Это же, если задуматься, дико занимательная история – то, как Юхананов придумывает «сверлийцев», находит Курляндского для локального оперного проекта, затем получает и перестраивает под «Сверлийцев» Электротеатр, заражая и заряжая своей идеей шесть композиторов, не говоря уже об актерах, певцах, оркестрантах и хористах, а также об обслуживающем персонале и вспомогательных персонажах – от детей и русалок до молчаливо тянущих бечеву кентавров, стоящих по границам сценического пространства.

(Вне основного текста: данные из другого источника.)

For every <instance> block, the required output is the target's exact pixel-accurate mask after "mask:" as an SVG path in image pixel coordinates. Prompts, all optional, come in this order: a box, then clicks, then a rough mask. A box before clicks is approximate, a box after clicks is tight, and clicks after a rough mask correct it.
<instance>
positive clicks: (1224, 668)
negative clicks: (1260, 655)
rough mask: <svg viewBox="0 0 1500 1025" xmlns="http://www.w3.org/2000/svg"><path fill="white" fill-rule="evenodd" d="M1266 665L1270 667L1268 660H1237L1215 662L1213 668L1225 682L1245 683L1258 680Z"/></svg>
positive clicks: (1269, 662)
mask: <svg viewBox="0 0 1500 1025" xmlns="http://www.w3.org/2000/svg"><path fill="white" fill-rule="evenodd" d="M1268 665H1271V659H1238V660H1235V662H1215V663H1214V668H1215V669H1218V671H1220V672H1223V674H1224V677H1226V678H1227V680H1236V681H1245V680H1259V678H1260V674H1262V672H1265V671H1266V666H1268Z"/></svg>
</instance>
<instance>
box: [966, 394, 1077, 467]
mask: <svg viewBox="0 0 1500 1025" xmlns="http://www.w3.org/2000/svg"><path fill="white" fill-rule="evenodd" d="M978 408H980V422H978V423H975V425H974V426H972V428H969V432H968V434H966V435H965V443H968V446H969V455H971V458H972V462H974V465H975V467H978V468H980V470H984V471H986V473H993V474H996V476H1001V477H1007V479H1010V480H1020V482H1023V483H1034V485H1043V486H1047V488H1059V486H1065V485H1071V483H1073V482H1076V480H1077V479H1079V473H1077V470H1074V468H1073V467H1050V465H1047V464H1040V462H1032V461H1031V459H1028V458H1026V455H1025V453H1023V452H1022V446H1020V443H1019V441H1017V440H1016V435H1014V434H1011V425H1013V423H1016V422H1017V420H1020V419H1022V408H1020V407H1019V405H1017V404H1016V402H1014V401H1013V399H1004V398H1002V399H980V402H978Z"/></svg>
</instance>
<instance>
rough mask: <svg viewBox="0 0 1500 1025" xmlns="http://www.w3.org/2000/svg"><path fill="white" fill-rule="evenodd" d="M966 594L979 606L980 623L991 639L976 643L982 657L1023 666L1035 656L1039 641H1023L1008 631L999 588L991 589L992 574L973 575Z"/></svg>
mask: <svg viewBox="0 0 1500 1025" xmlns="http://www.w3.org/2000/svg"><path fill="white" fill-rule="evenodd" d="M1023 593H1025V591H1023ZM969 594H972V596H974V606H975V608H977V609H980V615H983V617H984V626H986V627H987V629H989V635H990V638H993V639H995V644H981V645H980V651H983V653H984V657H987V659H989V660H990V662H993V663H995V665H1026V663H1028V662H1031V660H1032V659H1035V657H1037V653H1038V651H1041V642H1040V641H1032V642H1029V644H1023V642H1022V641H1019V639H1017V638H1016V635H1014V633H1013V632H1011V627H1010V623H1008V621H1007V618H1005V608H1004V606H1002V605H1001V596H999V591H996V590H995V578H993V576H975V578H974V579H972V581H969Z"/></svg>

Ничего это не было – и вдруг стало. Возникло, зашумело, заколосилось. Благодаря воле конкретного человека, прислушавшегося к своему голосу и своей медитации, породившей общий сон для большого количества людей. Ведь отныне сверлийская метаморфоза прорастает в режиме реального времени с каждым показанным спектаклем, удваивая реальность – Борис Юхананов творит репертуар, но и ритуал, творя Сверлию и на сцене, и в жизни. Это уже не театр в театре и не театр в жизни, но какая-то иная система, развивающаяся перпендикулярно тому, что происходит в реальной Москве.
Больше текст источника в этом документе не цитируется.